Lovely to see chooks wandering amongst the vegies; what a picture of the good life!

Lovely to see chooks wandering amongst the vegies; what a picture of the good life!

Thank you, Michael, for recommending I visit. It’s certainly one to add to the list of emotion-evoking gardens; emotion-evoking in the most conscious of conscious ways. No elves involved.
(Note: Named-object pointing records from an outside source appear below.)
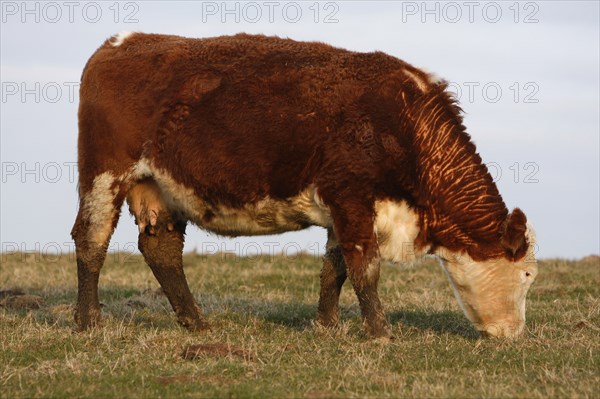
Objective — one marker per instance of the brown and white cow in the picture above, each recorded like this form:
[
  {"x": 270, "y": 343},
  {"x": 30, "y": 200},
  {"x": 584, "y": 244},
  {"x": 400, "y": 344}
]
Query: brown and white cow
[{"x": 248, "y": 135}]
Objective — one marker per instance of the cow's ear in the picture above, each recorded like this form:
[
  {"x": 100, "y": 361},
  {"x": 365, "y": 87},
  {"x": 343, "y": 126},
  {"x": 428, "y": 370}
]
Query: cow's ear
[{"x": 514, "y": 239}]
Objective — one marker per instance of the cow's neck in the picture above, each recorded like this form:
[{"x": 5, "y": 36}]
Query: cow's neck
[{"x": 461, "y": 209}]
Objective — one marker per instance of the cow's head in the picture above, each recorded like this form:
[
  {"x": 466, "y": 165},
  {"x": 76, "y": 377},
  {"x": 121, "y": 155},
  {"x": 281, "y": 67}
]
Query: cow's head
[{"x": 492, "y": 293}]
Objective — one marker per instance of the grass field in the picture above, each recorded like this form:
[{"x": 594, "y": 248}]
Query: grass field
[{"x": 263, "y": 342}]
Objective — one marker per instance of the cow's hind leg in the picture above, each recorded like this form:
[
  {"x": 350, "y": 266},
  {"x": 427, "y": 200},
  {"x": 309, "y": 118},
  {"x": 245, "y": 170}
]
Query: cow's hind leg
[
  {"x": 99, "y": 208},
  {"x": 353, "y": 225},
  {"x": 333, "y": 276},
  {"x": 161, "y": 242}
]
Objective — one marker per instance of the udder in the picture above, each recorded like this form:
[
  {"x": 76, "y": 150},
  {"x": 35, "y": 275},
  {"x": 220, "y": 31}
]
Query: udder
[{"x": 146, "y": 203}]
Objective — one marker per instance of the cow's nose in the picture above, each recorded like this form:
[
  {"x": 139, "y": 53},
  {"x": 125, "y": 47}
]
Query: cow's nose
[{"x": 503, "y": 331}]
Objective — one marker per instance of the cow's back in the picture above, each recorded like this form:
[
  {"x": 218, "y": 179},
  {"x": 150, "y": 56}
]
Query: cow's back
[{"x": 241, "y": 118}]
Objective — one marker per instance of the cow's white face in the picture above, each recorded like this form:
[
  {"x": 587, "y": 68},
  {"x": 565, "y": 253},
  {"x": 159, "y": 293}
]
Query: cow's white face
[{"x": 492, "y": 293}]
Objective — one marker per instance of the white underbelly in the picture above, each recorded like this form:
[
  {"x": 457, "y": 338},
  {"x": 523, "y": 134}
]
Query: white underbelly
[{"x": 396, "y": 224}]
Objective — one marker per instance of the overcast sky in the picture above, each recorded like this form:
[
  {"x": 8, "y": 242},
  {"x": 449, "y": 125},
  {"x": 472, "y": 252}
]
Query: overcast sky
[{"x": 526, "y": 74}]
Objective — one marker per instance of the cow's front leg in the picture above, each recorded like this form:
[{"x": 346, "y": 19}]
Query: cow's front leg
[
  {"x": 333, "y": 276},
  {"x": 162, "y": 247},
  {"x": 354, "y": 229}
]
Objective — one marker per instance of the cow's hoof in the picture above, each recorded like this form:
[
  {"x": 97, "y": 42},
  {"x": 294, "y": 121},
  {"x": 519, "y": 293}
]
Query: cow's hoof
[
  {"x": 86, "y": 320},
  {"x": 327, "y": 322},
  {"x": 197, "y": 325}
]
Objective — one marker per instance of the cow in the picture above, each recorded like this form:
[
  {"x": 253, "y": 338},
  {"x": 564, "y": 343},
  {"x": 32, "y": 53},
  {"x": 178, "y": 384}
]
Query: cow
[{"x": 251, "y": 135}]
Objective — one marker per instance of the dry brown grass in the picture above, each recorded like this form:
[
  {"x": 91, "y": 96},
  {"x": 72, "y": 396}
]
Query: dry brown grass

Such a mass of romantic, traditional plants, but arranged in a natural, contemporary fashion

Such a mass of soft, romantic, traditional plants, but arranged in a natural, contemporary fashion

I do hope you enjoy the photos.

I loved the rustic nature of the lake, treading carefully amongst the self seeded plants growing along the path

I loved the rustic nature of the lake, although was nervous not to tread on too many self seeded plants growing within the path

 

10 thoughts on “Mount Macedon’s wonderful Tieve Tara

  1. Louise Dutton says:

    Simply stunning! My daughter says she could easily do her school work at that desk….this is her favourite so far! Definitely one for our list. I keep looking at it and wondering what it is that makes me like it. I think as you say the dappled light, the way the plants hug the bench seat and the selection of plants. Love it!

    • jannaschreier says:

      If I lived there, I’d be very happy to share my desk with your daughter; she clearly appreciates a good garden! How much work would we actually get done though? It is such a serene setting, just beautiful in every way. If only we all had 7.5 acres, dozens of mature trees and the ability to create something as gorgeous as this. Generous owners who let us visit at least allow us the pleasure of dreaming!

  2. rusty duck says:

    It’s beautiful. I love the feeling of surprise in a garden, moving from one area into a totally different one. Even better if we are taken on a journey through shady paths with just the tiniest glimpses of what is to come. How I wish I had somewhere flat enough for a lake and, of course, the geese. Thank you Janna. My face broke into a smile the second I saw them!

    • jannaschreier says:

      Your first sentence is really all I needed to say for this post. A simple fact. And those geese. Aren’t they gorgeous? I’m quite scared of them but absolutely fixated somehow. Their shape is amazing, their quack is amazing, their gracefulness in the water, somewhat greater than my own! So glad it’s not just me.

  3. Adriana Fraser says:

    This one is on my list too now Janna – Oh how much we rely on you to ‘dig-up’ (s’cuse pun) these stunning places for us! My type of garden.
    Enjoy your trip to NZ, can’t wait to hear more.

    • jannaschreier says:

      I think it is almost everyone’s type of garden. Whatever your style, it is virtually impossible not to love. I’m thinking trees, trees, we need trees at our next home. Judith and John have such a wonderful balance of light and shade; flowers and foliage. Pure delight.
      Thanks for your good wishes; I’m scared and excited!

  4. germac4 says:

    A wonderful garden, and some thought provoking ideas. I agree some gardens do evoke emotions, and friendly enthusiastic owners really make a garden. A passion for gardening is a shared joy.

    • jannaschreier says:

      Thanks for your comment, Gerrie. I quite agree, gardening would not be the same without the joy of sharing it with other, like-minded people. If only I had known that you were one of those like-minded people when I lived in Canberra! I was there from 2010 – 2013. It’s a great city, isn’t it? Not without its challenges from a gardening perspective, though.

  5. Nicola Hensel says:

    Hi Janna, I just found your site and I’m so happy. I’ve been trying to find someone talking about gardens the way you do: full of passion, but like a friend in my own garden, lots of stimulating things to think about and look at, gardens from all over the world and down the street. Thanks so much for your generous and enthusiastic writing.

    • jannaschreier says:

      Hi Nicola. Thanks so much for your lovely message. I’ve just got back from hiking in New Zealand and it was the nicest thing to come home to! I’m so glad you have enjoyed seeing some of the gardens I have visited and I do hope you enjoy future ones too. I’ve got so many I want to share. Thanks again for your very kind words. I look forward to hearing your thoughts as we explore new places ‘together’.